À l'ombre d'un hangar de fortune, Mohammed surveille ses dix ouvriers qui retournent à coups de pelles et de pioches la terre rougeâtre: à Bobi, dans le nord-ouest de la Côte d'Ivoire, on exploite le diamant malgré l'embargo de l'ONU.

Dans ce gros village au coeur de la savane arborée, l'extraction artisanale du diamant brut est l'activité principale. La mine à ciel ouvert, la plus importante de la région, s'étend sur près d'un kilomètre. Des centaines de personnes y travaillent. Pourtant, un embargo des Nations unies vise depuis 2005 l'exportation de la pierre précieuse, au motif qu'elle alimente l'ex-rébellion des Forces nouvelles (FN) contrôlant le nord du pays depuis son coup d'État manqué de 2002 contre le président Laurent Gbagbo.

Avant l'interdiction, «on exploitait le diamant dans 25 villages du département de Séguéla (420 km au nord-ouest d'Abidjan), contre seulement 10 aujourd'hui», explique à l'AFP l'exploitant Mohammed Condé.

«Le diamant brut n'est plus bien vendu, les grands investisseurs israéliens et sud-africains ont déserté la zone, à cause de l'embargo», se lamente-t-il. «Le diamant ivoirien ne nourrit plus son homme».

Il fait toutefois vivre encore quelque 5 000 personnes - contre 20 000 avant 2005 - selon les chiffres de la Sodemi, l'administration minière ivoirienne.
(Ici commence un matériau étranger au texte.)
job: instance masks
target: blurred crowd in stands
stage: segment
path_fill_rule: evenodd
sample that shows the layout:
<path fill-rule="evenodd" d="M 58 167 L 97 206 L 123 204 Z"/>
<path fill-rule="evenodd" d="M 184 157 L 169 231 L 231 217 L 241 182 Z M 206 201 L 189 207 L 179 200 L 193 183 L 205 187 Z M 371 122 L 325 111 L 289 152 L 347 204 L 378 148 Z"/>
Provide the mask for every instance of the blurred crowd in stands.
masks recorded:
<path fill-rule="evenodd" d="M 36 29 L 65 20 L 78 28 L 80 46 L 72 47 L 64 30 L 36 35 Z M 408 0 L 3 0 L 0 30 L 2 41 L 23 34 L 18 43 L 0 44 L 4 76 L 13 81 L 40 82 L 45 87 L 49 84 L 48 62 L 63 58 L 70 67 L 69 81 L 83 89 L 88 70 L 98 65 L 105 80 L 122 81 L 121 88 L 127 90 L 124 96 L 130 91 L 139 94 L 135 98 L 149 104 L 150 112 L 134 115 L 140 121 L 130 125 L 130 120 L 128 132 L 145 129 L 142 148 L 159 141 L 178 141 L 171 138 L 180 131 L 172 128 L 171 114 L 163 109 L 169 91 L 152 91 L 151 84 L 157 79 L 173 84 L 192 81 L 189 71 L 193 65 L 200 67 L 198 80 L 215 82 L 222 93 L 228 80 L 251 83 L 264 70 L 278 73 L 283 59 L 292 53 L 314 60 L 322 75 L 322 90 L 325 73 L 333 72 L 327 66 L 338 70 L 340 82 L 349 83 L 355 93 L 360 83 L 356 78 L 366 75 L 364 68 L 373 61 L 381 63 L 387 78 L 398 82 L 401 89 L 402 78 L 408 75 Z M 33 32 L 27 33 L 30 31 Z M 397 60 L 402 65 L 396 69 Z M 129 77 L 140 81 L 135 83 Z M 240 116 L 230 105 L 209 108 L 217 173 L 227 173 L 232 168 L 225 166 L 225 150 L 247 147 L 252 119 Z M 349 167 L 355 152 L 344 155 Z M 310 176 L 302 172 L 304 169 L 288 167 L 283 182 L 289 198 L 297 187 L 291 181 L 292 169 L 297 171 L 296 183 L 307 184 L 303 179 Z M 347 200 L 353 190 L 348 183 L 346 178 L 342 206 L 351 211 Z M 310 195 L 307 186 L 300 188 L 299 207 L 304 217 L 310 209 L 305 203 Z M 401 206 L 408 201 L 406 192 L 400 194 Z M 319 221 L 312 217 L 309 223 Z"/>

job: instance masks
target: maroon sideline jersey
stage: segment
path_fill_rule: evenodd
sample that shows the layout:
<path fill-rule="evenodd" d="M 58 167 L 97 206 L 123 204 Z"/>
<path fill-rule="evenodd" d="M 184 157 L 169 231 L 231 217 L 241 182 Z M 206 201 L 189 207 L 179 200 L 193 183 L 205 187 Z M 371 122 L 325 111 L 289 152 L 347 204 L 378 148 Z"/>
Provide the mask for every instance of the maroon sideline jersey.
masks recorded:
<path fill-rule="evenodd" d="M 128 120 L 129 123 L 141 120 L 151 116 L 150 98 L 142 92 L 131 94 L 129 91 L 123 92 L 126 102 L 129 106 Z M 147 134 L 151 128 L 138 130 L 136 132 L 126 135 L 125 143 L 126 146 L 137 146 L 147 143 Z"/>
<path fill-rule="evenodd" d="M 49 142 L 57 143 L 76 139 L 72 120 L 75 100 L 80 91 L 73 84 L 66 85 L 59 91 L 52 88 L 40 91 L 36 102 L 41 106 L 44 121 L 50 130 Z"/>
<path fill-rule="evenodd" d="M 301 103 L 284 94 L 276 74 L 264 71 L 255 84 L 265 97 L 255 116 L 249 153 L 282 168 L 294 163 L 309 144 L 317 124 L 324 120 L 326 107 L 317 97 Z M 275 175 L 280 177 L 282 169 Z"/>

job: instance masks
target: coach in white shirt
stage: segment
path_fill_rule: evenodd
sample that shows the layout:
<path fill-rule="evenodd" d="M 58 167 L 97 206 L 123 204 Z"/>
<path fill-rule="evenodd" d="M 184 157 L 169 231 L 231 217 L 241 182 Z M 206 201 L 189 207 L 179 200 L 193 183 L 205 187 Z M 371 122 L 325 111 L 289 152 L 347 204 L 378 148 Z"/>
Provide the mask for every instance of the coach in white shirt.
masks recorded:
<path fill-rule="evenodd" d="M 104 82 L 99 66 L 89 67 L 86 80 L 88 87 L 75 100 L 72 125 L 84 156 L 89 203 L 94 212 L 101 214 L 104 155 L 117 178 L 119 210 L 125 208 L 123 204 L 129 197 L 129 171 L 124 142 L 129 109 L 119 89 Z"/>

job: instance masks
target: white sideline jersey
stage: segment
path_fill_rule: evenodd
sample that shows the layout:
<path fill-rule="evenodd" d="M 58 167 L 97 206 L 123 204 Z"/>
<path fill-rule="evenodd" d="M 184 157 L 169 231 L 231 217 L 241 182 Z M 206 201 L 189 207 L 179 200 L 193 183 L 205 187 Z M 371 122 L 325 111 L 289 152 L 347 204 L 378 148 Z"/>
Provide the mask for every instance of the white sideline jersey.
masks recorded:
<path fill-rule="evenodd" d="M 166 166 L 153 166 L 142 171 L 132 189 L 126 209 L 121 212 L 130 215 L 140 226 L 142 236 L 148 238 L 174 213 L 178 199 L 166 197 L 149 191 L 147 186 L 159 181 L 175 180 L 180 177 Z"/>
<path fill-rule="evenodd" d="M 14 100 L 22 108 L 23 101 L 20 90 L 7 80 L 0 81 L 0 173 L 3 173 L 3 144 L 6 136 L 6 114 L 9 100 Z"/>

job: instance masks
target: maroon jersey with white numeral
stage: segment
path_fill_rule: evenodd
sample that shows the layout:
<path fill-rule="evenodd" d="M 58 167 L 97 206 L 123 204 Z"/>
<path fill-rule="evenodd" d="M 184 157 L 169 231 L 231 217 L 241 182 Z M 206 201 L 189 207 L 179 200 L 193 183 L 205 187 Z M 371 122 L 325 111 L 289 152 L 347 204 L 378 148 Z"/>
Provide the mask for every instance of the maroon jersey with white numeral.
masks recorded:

Pour l'expert Michel Yobouet, «l'une des grandes faiblesses de l'embargo» est en effet qu'il porte «sur l'exportation et non sur l'extraction».

Le diamant légalement extrait «continue d'être vendu illégalement sur le marché international», pour un trafic estimé à 25 millions de dollars par an (près de 17 millions d'euros), souligne ce membre du processus de Kimberley.

La production de diamants bruts en Côte d'Ivoire «augmente» même, affirmait en juin ce système de certification visant à éliminer du marché mondial le commerce illégal des pierres précieuses pour le financement des conflits: les fameux «diamants de guerre» ou «du sang».

Placés sous l'autorité du puissant Issiaka Ouattara, dit Wattao, l'un des dix «commandants de zone» qui tiennent le nord du pays, les ex-rebelles de Bobi assurent que leur implication dans le trafic est de l'histoire ancienne.

Depuis l'accord de paix de 2007, «nous avons tourné le dos aux diams», affirme un responsable local des FN sous couvert d'anonymat.

Quoi qu'il en soit, les affaires continuent.

Mamadou Diomandé se présente comme «l'envoyé spécial du patron», le mystérieux acheteur pour qui il travaille.

«Avant l'embargo, le diamant de Côte d'Ivoire atterrissait dans les ateliers de taillerie de Belgique, via Abidjan», raconte-t-il. «Le diamant extrait de Bobi transite désormais par le Mali, la Guinée, le Liberia ou la Sierra Leone, avant de se retrouver en Israël ou en Belgique».

Un rapport d'experts de l'ONU publié en octobre soulignait «l'absence de contrôles efficaces aux frontières» favorisant la contrebande vers les pays voisins.

Du côté de l'administration, on juge que le meilleur moyen d'en finir avec cette contrebande serait de lever l'embargo.

L'interdiction «nous a beaucoup pénalisés et n'a plus sa raison d'être», avance un dirigeant de la Sodemi, invoquant la fin de la guerre et le retour - partiel - de l'État au nord.

«Une levée de l'embargo permettra la traçabilité du diamant réclamée par le processus de Kimberley», plaide-t-il.

Au-delà, la Côte d'Ivoire a besoin d'une «modernisation» de son exploitation diamantifère, estimait récemment le président Gbagbo. Qui prévenait: «nous n'allons pas nous contenter de l'exploitation artisanale d'un produit aussi important que le diamant».